Publié le vendredi 11 novembre 2011 à 12H00 - Vu 335 fois
Grand moment en l'église Saint-Remi pour une centaine de « fidèles ». Patti Smith a parlé de sa « liaison » avec Rimbaud et interprété trois chansons.
Comme elle y tenait tout particulièrement, afin d'être le plus possible en communion avec le poète français qu'elle chérit par-dessus tous les autres, Patti Smith était en concert hier soir au théâtre de Charleville-Mézières. Hier, on était le 10 novembre 2011, soit exactement 120 ans jour pour jour après la mort d'Arthur Rimbaud. Tous les fans de la rockeuse américaine savaient que deux concerts de son actuelle tournée française revêtiraient une importance particulière et seraient certainement un peu plus chargés d'émotion que les autres. D'abord, lundi dernier, celui de Marseille, ville où le poète est mort à l'hôpital de La Conception. Ensuite hier soir, celui de Charleville, la mère patrie, la terre où repose l'étrange jeune homme dont le « visage d'ange », reproduit sur la couverture d'une édition américaine des Illuminations, avait séduit la jeune Patti au tout début des années 60.
L'émotion y était, soyez-en sûrs… A chaque fois qu'elle vient à Charleville, Patti Smith se rend sur la tombe la plus célèbre du cimetière de l'avenue Boutet. Mais hier, son programme d'avant-concert comprenait un passage par l'église Saint-Rémi où la première chose qu'elle fit fut d'allumer un cierge. Une centaine de personnes l'attendaient, sagement assises ; un public recueilli qui eut droit à quelques instants magiques, quasi miraculeux, avec une Patti évoquant (en anglais) son premier pèlerinage à Charleville, sa « vie » avec Rimbaud, sa fascination pour ses mots, son langage, son indignation quand elle entend dire qu'Arthur a « abandonné » la poésie. Non, bien sûr que non : ses lettres furent « pleines de sa poésie jusqu'au bout… ». Jusqu'à hier, Patti Smith connaissait la tombe du poète, le musée Rimbaud, la maison de l'ancien quai de La Madeleine où il a vécu six ans avec sa mère, son frère et ses sœurs, le village de Roche… mais elle n'avait jamais poussé la porte de cette église Saint-Rémi où furent célébrées les obsèques de Rimbaud. « Aujourd'hui, ce n'est pas seulement l'anniversaire de sa mort », a dit Patti, « mais aussi de sa libération… de la souffrance et l'invalidité. Et en plus, c'est la pleine lune ! Je ne suis pas triste. Je suis même très heureuse d'être venue le saluer. Il est parti pour son voyage le plus secret, car lui seul sait où il est arrivé. » Avant d'interpréter seule à la guitare plusieurs chansons dont « Beneath the southern cross » et « My Blakean years », elle a justement fait un parallèle entre Rimbaud et William Blake, le peintre et poète anglais qui, au siècle précédant celui de l'auteur d'« Une saison en enfer », a lui aussi été « rejeté » et « méprisé ». Patti Smith a également récité ensuite son fameux « People have the power », un texte personnel d'une rare puissance dans lequel elle dit qu'elle rêve « que le peuple aurait le pouvoir… de rêver ».
« Un gars très moderne »
Une demi-heure plus tard, Patti Smith inaugurait au musée Rimbaud avec la maire Claudine Ledoux son exposition de photos françaises (et ardennaises) personnelles, augmentée de quelques manuscrits rimbaldiens et éditions originales ; une exposition qui sera visible jusqu'au 31 décembre. Aussi longtemps que celle des photos de la Beat Generation de l'Américain John Cohen, installée juste à côté.

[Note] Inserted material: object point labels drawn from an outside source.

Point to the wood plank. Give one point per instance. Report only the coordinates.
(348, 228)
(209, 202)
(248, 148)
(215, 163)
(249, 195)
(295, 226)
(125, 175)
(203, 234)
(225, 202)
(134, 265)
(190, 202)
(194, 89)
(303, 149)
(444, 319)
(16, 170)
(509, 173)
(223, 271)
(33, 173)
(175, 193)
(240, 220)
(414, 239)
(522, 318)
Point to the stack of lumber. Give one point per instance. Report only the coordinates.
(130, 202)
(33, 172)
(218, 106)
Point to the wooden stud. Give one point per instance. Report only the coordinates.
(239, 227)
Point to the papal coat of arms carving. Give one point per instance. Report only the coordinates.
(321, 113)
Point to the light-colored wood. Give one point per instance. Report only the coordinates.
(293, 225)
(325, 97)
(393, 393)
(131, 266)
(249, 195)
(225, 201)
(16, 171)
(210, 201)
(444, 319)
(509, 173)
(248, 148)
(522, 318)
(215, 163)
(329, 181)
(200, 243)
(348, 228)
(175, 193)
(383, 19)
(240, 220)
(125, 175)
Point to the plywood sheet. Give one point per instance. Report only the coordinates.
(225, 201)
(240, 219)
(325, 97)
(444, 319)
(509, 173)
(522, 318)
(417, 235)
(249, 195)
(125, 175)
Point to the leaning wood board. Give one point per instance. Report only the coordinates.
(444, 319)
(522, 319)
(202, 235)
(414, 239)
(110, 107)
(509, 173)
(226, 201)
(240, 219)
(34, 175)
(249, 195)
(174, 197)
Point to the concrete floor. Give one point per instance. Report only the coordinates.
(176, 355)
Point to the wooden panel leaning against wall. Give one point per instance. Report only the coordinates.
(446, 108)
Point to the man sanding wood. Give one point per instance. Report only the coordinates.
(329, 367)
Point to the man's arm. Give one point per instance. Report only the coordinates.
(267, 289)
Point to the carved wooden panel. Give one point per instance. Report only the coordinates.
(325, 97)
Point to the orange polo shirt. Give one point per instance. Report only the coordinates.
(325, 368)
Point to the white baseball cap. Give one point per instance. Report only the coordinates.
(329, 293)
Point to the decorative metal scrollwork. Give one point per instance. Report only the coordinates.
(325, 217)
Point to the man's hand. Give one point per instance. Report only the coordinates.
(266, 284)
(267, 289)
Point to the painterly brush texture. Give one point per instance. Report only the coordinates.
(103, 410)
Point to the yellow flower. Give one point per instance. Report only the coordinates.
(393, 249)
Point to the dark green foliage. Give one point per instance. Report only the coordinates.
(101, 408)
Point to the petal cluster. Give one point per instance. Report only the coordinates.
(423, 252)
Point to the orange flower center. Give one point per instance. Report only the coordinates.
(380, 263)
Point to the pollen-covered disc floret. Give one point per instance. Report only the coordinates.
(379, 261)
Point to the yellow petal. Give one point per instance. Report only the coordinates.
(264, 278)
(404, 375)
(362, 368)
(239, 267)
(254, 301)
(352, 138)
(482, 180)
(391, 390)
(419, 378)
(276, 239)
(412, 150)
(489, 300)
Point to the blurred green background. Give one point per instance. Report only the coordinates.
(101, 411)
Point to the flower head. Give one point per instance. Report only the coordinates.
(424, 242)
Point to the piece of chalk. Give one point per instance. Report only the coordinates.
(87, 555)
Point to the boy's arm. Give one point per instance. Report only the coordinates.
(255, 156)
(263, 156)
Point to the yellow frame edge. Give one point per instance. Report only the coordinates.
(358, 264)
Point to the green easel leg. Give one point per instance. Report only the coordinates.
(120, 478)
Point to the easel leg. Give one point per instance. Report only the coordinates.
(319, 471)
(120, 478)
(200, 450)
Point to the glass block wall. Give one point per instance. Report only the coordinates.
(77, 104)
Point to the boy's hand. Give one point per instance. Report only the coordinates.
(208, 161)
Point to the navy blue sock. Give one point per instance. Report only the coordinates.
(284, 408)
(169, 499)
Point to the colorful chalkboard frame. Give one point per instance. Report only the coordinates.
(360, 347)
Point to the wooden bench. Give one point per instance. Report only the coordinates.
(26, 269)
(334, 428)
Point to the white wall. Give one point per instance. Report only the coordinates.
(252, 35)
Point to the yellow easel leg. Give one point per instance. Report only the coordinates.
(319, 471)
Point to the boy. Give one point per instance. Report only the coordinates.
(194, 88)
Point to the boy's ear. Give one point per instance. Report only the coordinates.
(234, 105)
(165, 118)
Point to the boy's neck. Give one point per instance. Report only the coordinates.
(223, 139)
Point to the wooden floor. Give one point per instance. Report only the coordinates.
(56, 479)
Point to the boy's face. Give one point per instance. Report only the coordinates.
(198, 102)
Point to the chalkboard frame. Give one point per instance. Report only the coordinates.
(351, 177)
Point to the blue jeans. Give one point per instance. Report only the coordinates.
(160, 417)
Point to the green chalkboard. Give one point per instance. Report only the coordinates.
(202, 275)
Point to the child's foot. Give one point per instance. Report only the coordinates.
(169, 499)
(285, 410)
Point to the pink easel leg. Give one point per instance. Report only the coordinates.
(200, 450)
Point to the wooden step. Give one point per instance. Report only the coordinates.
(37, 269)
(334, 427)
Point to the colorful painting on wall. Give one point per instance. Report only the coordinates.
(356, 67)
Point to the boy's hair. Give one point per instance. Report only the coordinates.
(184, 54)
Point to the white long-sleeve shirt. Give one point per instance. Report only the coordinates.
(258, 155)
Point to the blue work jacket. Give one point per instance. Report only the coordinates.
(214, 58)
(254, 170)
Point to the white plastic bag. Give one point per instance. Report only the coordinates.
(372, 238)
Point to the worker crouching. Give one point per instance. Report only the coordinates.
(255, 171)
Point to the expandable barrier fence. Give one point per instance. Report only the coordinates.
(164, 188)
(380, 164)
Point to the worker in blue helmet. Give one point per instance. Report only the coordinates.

Mais ce qu'il faudra retenir en plus de cette nouvelle visite de Patti Smith au musée Rimbaud, c'est qu'elle a accepté d'être la marraine du projet de rénovation essentiellement intérieure du Vieux Moulin ; un projet qu'elle s'est fait expliquer et qu'elle qualifie déjà de « restructuration visionnaire » que Rimbaud, « un gars très moderne », aurait certainement approuvée. L'artiste américaine pourrait devenir la porte-parole d'une sorte de fondation et aider à rassembler des fonds privés (pourquoi pas avec l'aide de ses amis Johnny Depp, Iggy Pop, ou Brad Pitt ?) Fonds qui seront nécessaires pour boucler un dossier pesant tout de même 6 millions d'euros. Et Patti a conclu par un enthousiaste : « I'll be with you ! » (« Je serai avec vous »).